New products in store
In addition, the chip architecture does not rest on its successes but is continually working on new products. Huang recently presented the new generation of NVIDIA’s computer platform, which is called “Blackwell” and is intended to “drive a new industrial revolution” through AI, as was announced at its developer conference GTC.
On the way to new markets
Given the new product range and ongoing innovations, it is also quite conceivable that NVIDIA will also penetrate new markets in which the company is not yet active, argues The Motley Fool. NVIDIA announced in January that it would now also produce PC chips and could therefore establish itself in markets that are currently still in their infancy, such as the metaverse or autonomous driving. New use cases for NVIDIA technology certainly won’t be hard to find in an increasingly digital and AI-driven world.

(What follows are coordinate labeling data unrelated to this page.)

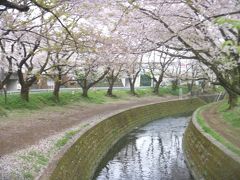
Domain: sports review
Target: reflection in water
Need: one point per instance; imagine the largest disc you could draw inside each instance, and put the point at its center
(151, 152)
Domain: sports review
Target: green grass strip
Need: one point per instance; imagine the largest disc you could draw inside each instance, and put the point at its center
(213, 133)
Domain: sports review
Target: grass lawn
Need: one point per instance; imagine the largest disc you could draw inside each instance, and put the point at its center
(232, 117)
(40, 100)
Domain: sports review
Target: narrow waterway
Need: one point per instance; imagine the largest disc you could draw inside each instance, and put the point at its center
(152, 152)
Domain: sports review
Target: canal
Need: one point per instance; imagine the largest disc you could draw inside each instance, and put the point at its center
(152, 152)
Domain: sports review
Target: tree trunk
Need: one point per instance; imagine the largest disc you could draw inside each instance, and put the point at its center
(25, 93)
(57, 85)
(109, 91)
(232, 100)
(85, 92)
(132, 89)
(156, 88)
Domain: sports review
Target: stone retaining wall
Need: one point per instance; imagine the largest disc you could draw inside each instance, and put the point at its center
(206, 157)
(83, 156)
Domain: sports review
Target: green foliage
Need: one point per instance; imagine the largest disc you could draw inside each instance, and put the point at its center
(37, 159)
(175, 92)
(61, 142)
(41, 100)
(145, 80)
(213, 133)
(232, 117)
(28, 176)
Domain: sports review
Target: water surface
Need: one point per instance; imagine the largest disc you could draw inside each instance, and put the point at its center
(152, 152)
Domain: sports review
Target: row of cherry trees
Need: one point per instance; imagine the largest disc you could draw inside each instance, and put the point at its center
(92, 40)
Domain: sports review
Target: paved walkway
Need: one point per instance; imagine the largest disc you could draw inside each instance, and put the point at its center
(18, 132)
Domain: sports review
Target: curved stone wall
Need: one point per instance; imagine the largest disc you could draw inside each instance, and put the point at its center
(83, 156)
(206, 157)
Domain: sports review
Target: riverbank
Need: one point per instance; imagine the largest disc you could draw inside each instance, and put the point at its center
(211, 142)
(34, 137)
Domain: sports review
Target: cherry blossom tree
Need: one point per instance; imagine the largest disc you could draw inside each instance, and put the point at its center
(193, 27)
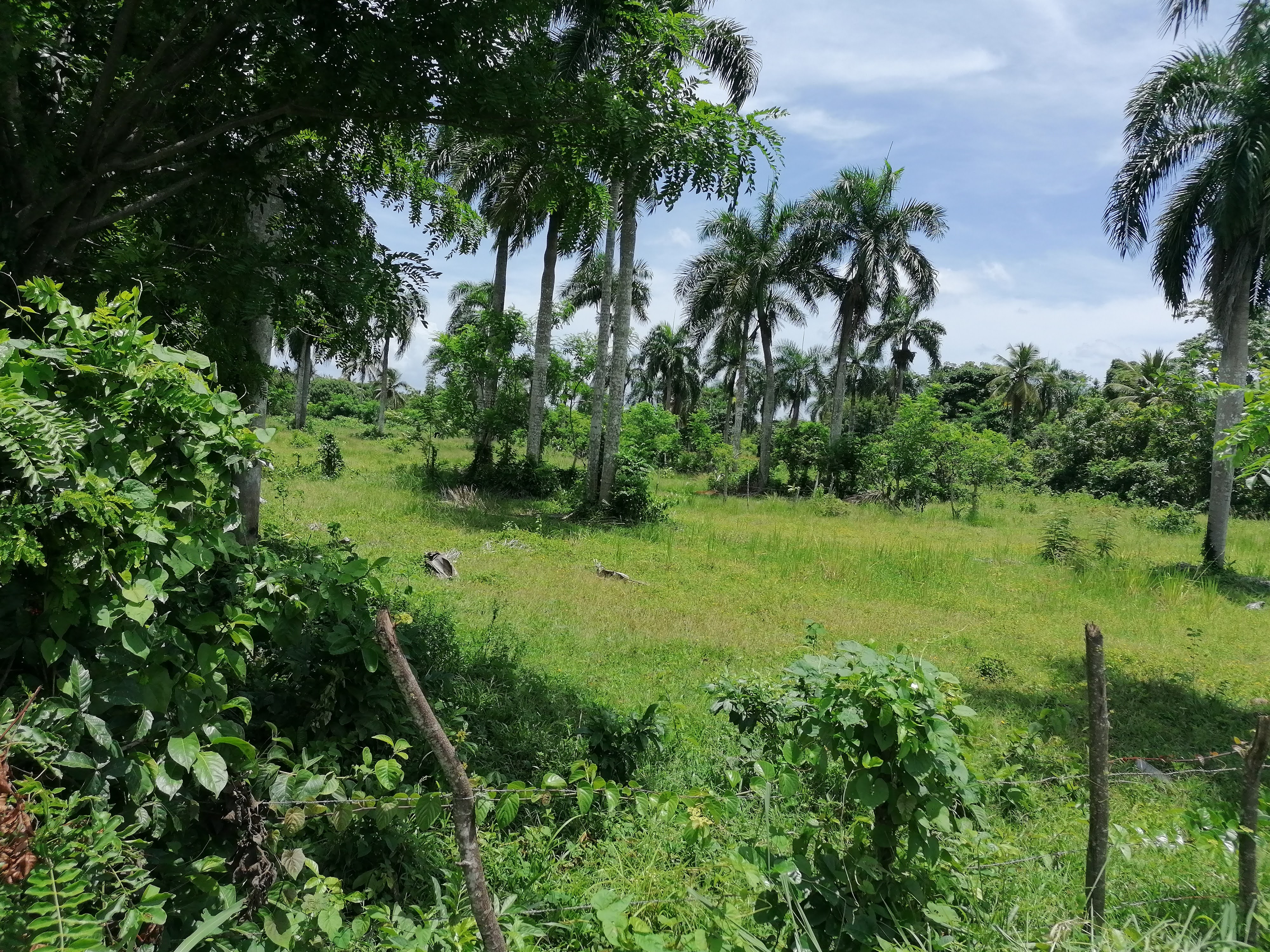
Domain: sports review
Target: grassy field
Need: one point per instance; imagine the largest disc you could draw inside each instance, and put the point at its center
(731, 585)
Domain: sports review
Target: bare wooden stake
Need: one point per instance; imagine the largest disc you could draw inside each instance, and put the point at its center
(1254, 760)
(1100, 793)
(464, 798)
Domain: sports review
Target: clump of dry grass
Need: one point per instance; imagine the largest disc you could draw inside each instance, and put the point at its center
(463, 498)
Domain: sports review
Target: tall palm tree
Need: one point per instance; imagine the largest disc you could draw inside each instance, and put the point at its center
(403, 307)
(669, 357)
(859, 223)
(1198, 131)
(799, 374)
(904, 328)
(1133, 384)
(1023, 374)
(759, 263)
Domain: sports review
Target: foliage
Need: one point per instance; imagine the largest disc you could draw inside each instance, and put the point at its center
(801, 447)
(1173, 521)
(878, 739)
(331, 459)
(651, 436)
(1059, 543)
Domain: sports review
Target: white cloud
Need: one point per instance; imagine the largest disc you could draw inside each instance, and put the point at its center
(821, 125)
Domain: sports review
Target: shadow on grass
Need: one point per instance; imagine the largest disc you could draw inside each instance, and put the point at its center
(1153, 715)
(1233, 586)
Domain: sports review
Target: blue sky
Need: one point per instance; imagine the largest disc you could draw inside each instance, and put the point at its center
(1006, 112)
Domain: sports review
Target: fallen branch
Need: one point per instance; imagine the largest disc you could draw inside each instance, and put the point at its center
(614, 574)
(464, 798)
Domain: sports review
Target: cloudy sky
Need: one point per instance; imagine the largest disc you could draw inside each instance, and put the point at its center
(1006, 112)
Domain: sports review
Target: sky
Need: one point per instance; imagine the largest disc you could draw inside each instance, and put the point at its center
(1009, 114)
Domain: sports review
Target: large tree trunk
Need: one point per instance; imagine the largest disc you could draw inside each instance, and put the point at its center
(487, 390)
(600, 380)
(622, 340)
(846, 333)
(257, 399)
(304, 381)
(1233, 322)
(740, 397)
(543, 343)
(765, 440)
(384, 384)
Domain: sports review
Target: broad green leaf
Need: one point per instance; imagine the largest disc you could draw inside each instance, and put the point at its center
(79, 682)
(389, 774)
(210, 771)
(509, 807)
(184, 751)
(140, 614)
(135, 642)
(243, 747)
(429, 810)
(97, 731)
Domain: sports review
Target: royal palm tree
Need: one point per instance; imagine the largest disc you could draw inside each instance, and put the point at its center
(904, 328)
(669, 357)
(403, 307)
(858, 223)
(1023, 375)
(1146, 383)
(799, 374)
(1198, 134)
(759, 263)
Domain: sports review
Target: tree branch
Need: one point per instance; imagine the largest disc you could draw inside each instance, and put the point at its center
(464, 798)
(123, 26)
(104, 221)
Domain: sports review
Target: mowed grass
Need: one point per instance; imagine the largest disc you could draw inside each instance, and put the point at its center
(730, 585)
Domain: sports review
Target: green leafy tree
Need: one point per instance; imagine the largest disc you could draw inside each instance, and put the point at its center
(858, 221)
(1193, 135)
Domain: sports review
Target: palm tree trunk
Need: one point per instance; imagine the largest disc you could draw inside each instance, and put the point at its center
(622, 340)
(600, 380)
(304, 383)
(840, 371)
(487, 390)
(739, 414)
(1233, 370)
(765, 439)
(543, 342)
(384, 384)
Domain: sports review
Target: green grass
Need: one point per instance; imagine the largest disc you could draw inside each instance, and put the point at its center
(730, 586)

NVIDIA itself also assumes this, as became clear in the latest figures. CEO Huang and CFO Colette Kress equally emphasized that the chip designer continues to assume that “demand will be greater than our supply.” Huang said in the earnings call: “With all the new products, demand is greater than supply. And that’s the nature of new products.”
Warning of risk of blisters
However, some voices see NVIDIA shares already in bubble territory after their strong run. For example, crisis prophet Jeremy Grantham, now claims to have identified an AI bubble within the tech super bubble, as he recently explained in a blog article.

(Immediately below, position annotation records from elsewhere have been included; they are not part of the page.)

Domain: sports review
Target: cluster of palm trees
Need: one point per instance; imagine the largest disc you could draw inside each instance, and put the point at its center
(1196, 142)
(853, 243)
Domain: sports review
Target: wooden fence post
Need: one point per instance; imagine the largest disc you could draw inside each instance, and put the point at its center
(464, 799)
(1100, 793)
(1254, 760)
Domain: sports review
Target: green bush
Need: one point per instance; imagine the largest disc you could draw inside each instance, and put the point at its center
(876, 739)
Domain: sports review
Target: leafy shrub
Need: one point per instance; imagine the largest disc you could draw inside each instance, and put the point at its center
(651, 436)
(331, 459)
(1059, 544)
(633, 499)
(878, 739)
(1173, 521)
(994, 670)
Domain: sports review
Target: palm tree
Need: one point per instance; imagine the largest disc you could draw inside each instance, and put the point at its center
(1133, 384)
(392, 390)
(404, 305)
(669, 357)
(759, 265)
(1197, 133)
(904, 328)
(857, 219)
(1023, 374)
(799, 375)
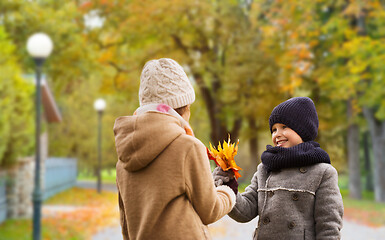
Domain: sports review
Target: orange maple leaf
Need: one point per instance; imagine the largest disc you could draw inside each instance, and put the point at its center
(224, 156)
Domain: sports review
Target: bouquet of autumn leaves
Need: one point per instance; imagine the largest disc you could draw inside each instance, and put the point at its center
(224, 156)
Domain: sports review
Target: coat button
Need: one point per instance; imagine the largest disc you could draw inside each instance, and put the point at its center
(303, 170)
(295, 196)
(266, 220)
(291, 225)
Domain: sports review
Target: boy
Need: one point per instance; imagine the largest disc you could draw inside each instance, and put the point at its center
(295, 189)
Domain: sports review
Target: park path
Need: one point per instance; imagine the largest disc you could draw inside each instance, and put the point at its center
(228, 229)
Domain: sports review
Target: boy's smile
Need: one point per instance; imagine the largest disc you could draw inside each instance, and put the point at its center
(283, 136)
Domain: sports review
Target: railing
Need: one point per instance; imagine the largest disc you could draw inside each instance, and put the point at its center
(3, 198)
(60, 174)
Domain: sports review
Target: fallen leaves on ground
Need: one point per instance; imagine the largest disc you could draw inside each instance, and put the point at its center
(91, 213)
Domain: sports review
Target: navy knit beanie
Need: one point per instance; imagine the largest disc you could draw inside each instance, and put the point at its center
(299, 114)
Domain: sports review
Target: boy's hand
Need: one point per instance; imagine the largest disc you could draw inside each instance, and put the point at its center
(225, 178)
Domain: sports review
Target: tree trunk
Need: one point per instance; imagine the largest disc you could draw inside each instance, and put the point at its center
(377, 131)
(353, 155)
(368, 168)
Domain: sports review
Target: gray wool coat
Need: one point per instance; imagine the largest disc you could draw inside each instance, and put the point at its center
(296, 203)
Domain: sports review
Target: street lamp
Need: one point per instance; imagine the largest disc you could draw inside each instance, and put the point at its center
(39, 47)
(99, 106)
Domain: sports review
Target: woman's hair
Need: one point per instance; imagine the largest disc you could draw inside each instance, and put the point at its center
(182, 110)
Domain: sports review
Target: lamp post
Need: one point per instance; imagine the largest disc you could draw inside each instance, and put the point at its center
(99, 106)
(39, 47)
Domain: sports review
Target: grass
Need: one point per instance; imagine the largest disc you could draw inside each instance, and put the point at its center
(108, 176)
(93, 212)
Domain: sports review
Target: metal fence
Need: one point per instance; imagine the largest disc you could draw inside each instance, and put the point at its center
(60, 174)
(3, 198)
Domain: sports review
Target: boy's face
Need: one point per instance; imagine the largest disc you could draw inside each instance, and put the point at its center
(283, 136)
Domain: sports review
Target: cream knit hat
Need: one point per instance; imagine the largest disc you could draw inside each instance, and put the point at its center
(164, 81)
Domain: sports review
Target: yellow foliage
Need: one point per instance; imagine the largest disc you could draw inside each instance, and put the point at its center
(224, 156)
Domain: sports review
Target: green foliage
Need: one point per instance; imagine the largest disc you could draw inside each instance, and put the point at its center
(16, 106)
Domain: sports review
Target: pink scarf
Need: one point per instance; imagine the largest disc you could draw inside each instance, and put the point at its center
(163, 108)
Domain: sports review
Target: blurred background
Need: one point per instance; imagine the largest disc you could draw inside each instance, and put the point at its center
(244, 57)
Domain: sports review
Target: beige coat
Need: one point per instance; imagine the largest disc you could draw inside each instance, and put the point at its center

However, JPMorgan strategist Mislav Matejka has a different opinion, as he writes in a note available to “Advisor Perspective”. “While the very strong outperformance of the Magnificent Seven is a cause for concern, we note that the group is currently trading less stretched given its earnings performance than it was a few years ago,” said the analyst.
UBS increases NVIDIA price target
The major Swiss bank UBS also recently increased its price target for NVIDIA shares. The bank now sees the share price rising to $1,100 after the previous target was only $800. The financial institution also reiterated its buy recommendation. According to UBS analyst Timothy Arcuri, the chip designer is facing a whole new wave of demand from global companies and countries.
Still room for improvement
The Motley Fool also argues that NVIDIA is being even more underestimated by Wall Street. This was evident in the last four quarters when the chip company managed to beat the market’s already high expectations each time. It is also likely that the current EPS estimate of $24.50 is still too low given the strong tailwind that the company is currently experiencing. NVIDIA shares would still have to continue to rise in double digits if they wanted to catch up with Microsoft’s market capitalization. However, given the dominance of artificial intelligence over other companies, this is certainly within the realm of possibility, says author Jeremy Bowman. As long as the need for AI and the necessary components continues to increase, so should NVIDIA stock. However, it remains to be seen whether Bowman will be right.